Cetuximab: adverse event profile and recommendations for toxicity management

Abstract

Cetuximab (Erbitux, IMC-C225, ImClone Systems Incorporated, New York, NY) is a monoclonal antibody targeted to the epidermal growth factor receptor. Expression of the epidermal growth factor receptor is associated with disease progression, poor survival, poor response to therapy, and the development of resistance to therapy in many solid tumors. Cetuximab blocks the binding of natural ligands to the epidermal growth factor receptor, thus inhibiting oncogenic processes associated with its activation. Infusion reactions, acneform skin rash, and nail disorder are the most clinically relevant adverse events observed. Because infusion reactions can be life threatening when severe, nurses must administer prophylactic treatment with an H1 antagonist prior to infusion and actively manage cetuximab-related infusion reactions when they occur. Management of infusion reactions typically includes vigilant patient monitoring, appropriate medical supervision, readily available resources for the treatment of infusion reactions, and initiation of institution- or practice-specific protocols when necessary.
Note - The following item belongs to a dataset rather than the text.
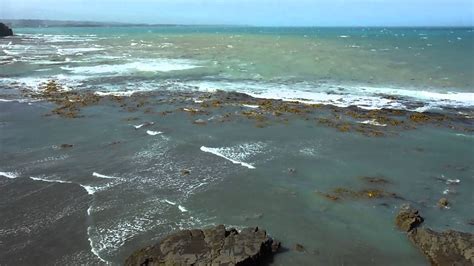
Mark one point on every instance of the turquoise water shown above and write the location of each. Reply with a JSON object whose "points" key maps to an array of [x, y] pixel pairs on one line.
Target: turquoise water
{"points": [[121, 187], [343, 66]]}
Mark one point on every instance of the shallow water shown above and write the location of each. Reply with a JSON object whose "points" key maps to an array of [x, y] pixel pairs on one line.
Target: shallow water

Acneform skin rash is the most common adverse event, but severe (grade 3 or 4) rash requiring interruption of treatment is not common. Topical and systemic antibiotic therapies may be administered to reduce symptoms. Nail disorder typically is mild to moderate and is observed infrequently; this also may be treated with systemic and topical antibiotics. Overall, the safety profile of cetuximab is favorable compared to that typically seen with chemotherapeutic agents. The acneform skin rash and nail disorder, which may affect quality of life, rarely threaten the general well-being of patients and typically are manageable.